From Frankenhooker to Downsizing, editor and director Kevin Tent knows the industry from top to bottom. In a bit of serendipity one MFR writer said to the rest of us “Anyone want to interview the editor of Matt Damon’s new movie?” And I said, “Sure, why not! I’m interested enough in Downsizing (Watch The Trailer Here). And from that little moment came the usual due diligence as an interviewer and I researched my subject. As it turns out, Kevin Tent happens to be behind one of my favorite late 80s b-movie gems, Frankenhooker.
Our chat started at the beginning where Tent learned filmmaking by making movies. Tent used equipment provided by “LA City College (LACC), a great school with a very small film department. And basically, you could go there and make films. Not a lot of teachers and stuff. It was just, here’s a camera, come back in two weeks and show your movie.” Tent’s next level of schooling came as “an editor for educational films, the kind of stuff you see in high school. Sex ed videos, that kind of stuff.” From that work, Tent cut his teeth as a feature film editor with the likes of Roger Corman and films like Not of This Earth with Traci Lords.

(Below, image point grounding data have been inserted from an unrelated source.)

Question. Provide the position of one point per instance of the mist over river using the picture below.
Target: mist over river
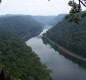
(62, 67)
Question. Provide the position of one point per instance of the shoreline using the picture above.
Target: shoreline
(65, 50)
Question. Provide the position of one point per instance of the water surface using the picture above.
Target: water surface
(62, 67)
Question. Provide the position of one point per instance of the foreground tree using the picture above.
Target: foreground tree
(74, 15)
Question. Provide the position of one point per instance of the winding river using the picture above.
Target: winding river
(63, 68)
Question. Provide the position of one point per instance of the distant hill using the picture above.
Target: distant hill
(19, 59)
(44, 19)
(70, 36)
(23, 26)
(57, 19)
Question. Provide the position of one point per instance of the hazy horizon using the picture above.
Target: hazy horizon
(35, 8)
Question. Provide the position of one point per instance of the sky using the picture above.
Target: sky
(34, 7)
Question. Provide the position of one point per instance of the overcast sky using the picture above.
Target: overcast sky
(34, 7)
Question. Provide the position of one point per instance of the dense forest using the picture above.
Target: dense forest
(15, 56)
(70, 35)
(23, 26)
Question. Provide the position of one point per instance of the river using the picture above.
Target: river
(62, 67)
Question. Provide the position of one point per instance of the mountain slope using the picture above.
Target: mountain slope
(57, 19)
(44, 19)
(22, 25)
(19, 59)
(70, 35)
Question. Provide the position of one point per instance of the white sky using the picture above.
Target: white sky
(34, 7)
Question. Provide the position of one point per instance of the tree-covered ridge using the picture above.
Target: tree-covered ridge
(22, 25)
(20, 60)
(70, 35)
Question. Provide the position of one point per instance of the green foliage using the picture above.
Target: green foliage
(74, 14)
(19, 59)
(70, 35)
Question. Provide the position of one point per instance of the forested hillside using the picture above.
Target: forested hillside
(21, 62)
(71, 36)
(21, 25)
(44, 19)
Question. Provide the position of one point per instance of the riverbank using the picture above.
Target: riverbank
(65, 50)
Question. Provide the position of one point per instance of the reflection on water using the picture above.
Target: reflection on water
(77, 61)
(63, 67)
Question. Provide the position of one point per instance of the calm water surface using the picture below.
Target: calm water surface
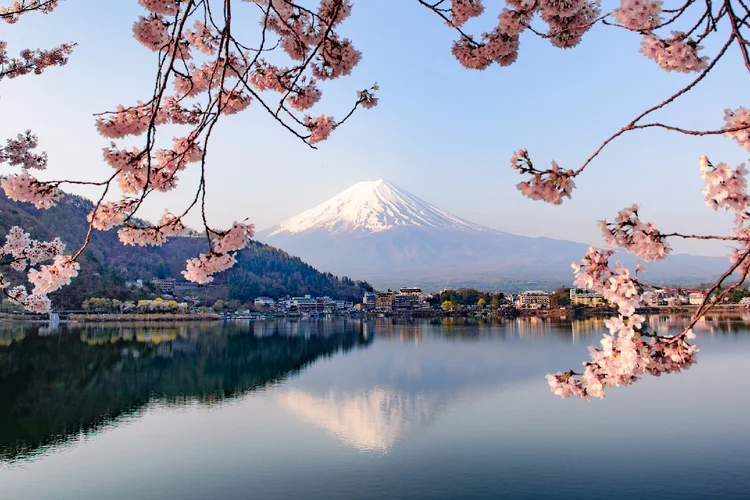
(350, 409)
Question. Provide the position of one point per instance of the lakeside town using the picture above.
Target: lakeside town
(172, 299)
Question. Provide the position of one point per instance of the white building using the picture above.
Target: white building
(264, 302)
(696, 298)
(533, 298)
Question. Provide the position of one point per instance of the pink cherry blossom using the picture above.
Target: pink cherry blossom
(202, 38)
(234, 239)
(201, 270)
(740, 117)
(111, 214)
(725, 188)
(166, 7)
(630, 233)
(463, 10)
(639, 15)
(548, 185)
(51, 277)
(19, 152)
(674, 54)
(304, 98)
(320, 128)
(24, 187)
(152, 31)
(124, 122)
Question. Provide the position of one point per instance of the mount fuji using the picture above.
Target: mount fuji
(377, 231)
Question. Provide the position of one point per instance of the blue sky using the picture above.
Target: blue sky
(440, 131)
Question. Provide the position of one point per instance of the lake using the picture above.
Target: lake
(362, 409)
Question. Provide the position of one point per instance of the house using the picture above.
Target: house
(368, 301)
(164, 285)
(696, 298)
(264, 302)
(580, 297)
(533, 299)
(384, 301)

Talking about low-budget filmmaking in the 80s, Tent says “You worked hard, you didn’t make much money, but you got a lot of experience. And for people embracing that concept, it was a good place to learn.”

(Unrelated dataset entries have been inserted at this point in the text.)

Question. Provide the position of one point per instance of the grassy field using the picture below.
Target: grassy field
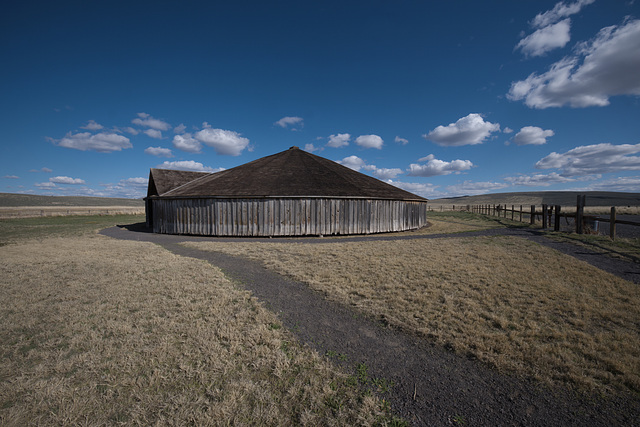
(520, 307)
(95, 331)
(566, 199)
(20, 200)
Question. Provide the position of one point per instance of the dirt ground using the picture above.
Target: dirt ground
(431, 385)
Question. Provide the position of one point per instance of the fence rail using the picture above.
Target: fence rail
(549, 215)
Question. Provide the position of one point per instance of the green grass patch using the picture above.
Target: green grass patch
(17, 229)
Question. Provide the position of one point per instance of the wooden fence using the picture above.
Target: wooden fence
(550, 216)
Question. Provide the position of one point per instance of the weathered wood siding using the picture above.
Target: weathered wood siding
(285, 216)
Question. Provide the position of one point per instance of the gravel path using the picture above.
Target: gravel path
(432, 386)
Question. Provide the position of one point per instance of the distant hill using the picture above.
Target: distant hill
(16, 200)
(562, 198)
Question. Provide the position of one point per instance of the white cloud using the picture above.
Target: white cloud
(158, 151)
(356, 163)
(187, 165)
(370, 141)
(101, 142)
(421, 189)
(352, 162)
(45, 185)
(339, 140)
(543, 180)
(560, 10)
(224, 142)
(294, 122)
(435, 167)
(532, 135)
(546, 39)
(604, 67)
(92, 125)
(593, 159)
(470, 188)
(310, 148)
(130, 130)
(135, 182)
(187, 143)
(469, 130)
(146, 120)
(66, 180)
(383, 173)
(153, 133)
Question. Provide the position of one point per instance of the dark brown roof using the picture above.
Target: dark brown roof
(291, 173)
(163, 180)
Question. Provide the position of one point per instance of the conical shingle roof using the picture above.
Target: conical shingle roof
(291, 173)
(163, 180)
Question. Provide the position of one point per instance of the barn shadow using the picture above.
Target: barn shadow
(138, 227)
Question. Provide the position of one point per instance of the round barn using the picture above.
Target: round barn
(292, 193)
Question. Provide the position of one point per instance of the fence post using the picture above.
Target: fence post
(580, 214)
(556, 223)
(532, 220)
(612, 223)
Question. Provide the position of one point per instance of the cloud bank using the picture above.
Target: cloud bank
(469, 130)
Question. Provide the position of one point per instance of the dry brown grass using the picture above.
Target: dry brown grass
(95, 331)
(509, 302)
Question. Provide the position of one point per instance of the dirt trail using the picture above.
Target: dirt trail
(432, 386)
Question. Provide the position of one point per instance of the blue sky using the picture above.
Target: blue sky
(441, 98)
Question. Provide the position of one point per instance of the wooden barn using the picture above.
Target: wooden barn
(292, 193)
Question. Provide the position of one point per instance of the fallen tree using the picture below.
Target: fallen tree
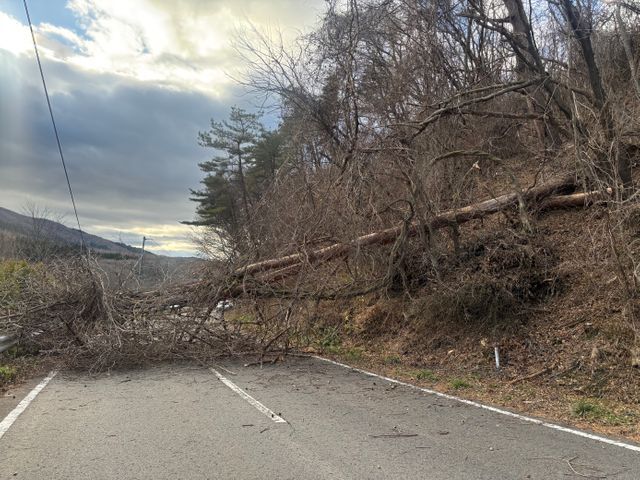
(384, 237)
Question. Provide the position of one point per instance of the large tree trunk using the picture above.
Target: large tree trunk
(450, 217)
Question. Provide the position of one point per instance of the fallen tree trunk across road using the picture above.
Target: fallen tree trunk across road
(447, 218)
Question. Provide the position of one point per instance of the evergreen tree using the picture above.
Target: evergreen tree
(225, 200)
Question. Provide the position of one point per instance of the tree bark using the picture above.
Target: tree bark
(383, 237)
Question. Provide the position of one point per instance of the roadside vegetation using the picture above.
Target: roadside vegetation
(446, 179)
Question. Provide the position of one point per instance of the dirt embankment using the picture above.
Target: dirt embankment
(552, 302)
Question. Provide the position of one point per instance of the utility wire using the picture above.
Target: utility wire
(55, 128)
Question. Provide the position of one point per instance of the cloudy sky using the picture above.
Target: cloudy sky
(131, 83)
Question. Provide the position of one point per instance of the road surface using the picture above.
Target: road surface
(302, 419)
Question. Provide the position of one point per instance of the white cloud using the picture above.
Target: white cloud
(180, 44)
(15, 36)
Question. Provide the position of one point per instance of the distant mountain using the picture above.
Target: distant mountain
(54, 232)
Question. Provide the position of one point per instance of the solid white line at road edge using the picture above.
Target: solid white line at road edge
(249, 398)
(22, 406)
(572, 431)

From low-budget, b-movies, Tent moved into the “arty” indie world. Tent edited LACC alum Tamra Davis’ Guncrazy and “… that sort of got me into the independent film market.”
Downsizing is Tent’s eighth collaboration with director Alexander Payne. Tent met Payne through a friend and colleague “… Carol Kravitz who received a call from Payne saying ‘I can’t afford you, who would you suggest I meet?’ And she gave him my name. So I just went and interviewed with him. And we kind of just hit it off. And also, I showed him my reel at the time, and it had a scene from Guncrazy on it. He really liked that.” What’s it like to work so closely with someone for so long? Tent lovingly says “It’s like a marriage.”
The editing process is a mysterious one. Does Tent’s experience make it easy to critique films? “That’s hard. And I’ll tell ya, that question comes up. I think if I’m engaged in a movie I don’t even pay attention to the editing.” Tent adds this “It’s only when something’s not working that I wonder if the editor could have deleted a scene …” Tent continues “Most of the time when I watch a movie I just try to enjoy it.”
A fellow football fan, my analogy of editors being like an offensive lineman — the unsung heroes of a football team — lead Tent to add “I think making a movie is a lot like a football game. Like, a scene, is just like, ‘set, hut!’ everybody goes. And yeah, we carried the ball a few yards. Let’s do it again.”
Tent’s first big-budget film was Girl, Interrupted. And though borderline overwhelming, Tent says “When I cut my first big budget film … I remember looking at all the equipment and thinking ‘It’s just footage, like all the other times.’” Kevin jokes “It’s just much more expensive footage.”
Offering a bit of advice about life as an editor, Tent responds to getting stuck by “stepping away” and “Go on to other scenes. You say to yourself, ‘it’s good enough for now, I can come back to it.” But, in the non-stop film business, you also gotta “… keep moving forward. You gotta be like a shark. Keep moving forward.” Adding to his advice, “show the scene to an audience.”
Tent has worked with a variety of Hollywood heavyweights like Payne, Barry Sonnenfeld, and Ted Demme. “All directors are different. Some like being in the cutting room and some don’t. He [Payne] likes to be there. So we work very closely together.” In contrast, “I work with Barry Sonnenfeld a lot who doesn’t like to be in the cutting room. He sees cuts, gives notes.”
In 2017, Tent was behind the scenes of two new films. First, is the big-budget, high concept Downsizing with Matt Damon and Kristin Wiig. Part comedy, part social commentary, Downsizing is “A studio film trying to do something different which is pretty great.”
Though typically an editor, Tent has stepped behind the camera for several features. One of his first, Ultra Warrior “was a movie I made using scenes from other movies to do what I could to make a mess of a movie better.”
However, experience is the best teacher and this year Tent made Crash Pad, a comedy that he describes as “… an ass-backward romantic comedy.” And how did that come about? “I wanted to direct something. It took a while but I found the script. A lot of pushing and shoving and it finally got off the ground.” About future directing projects “If I could find a script that I like. I think I’m recovered enough now that I’m ready to try again.”
As for the editors, he admires, Tent says “There are so many editors that I look up. Anne Coates for instance. Mark Goldblatt, Richie Marks, Dede Allen. I love the way her editing was done on Dog Day Afternoon. And so many of my contemporaries who do a great job.”
As a veteran of the industry, we ended on the past, present, and future. What do you think editing now versus 30 years ago and the new tools available? “I think it’s all a plus. I love working on digital. It’s so much easier. You can do so much more. I think technology has been our friend.”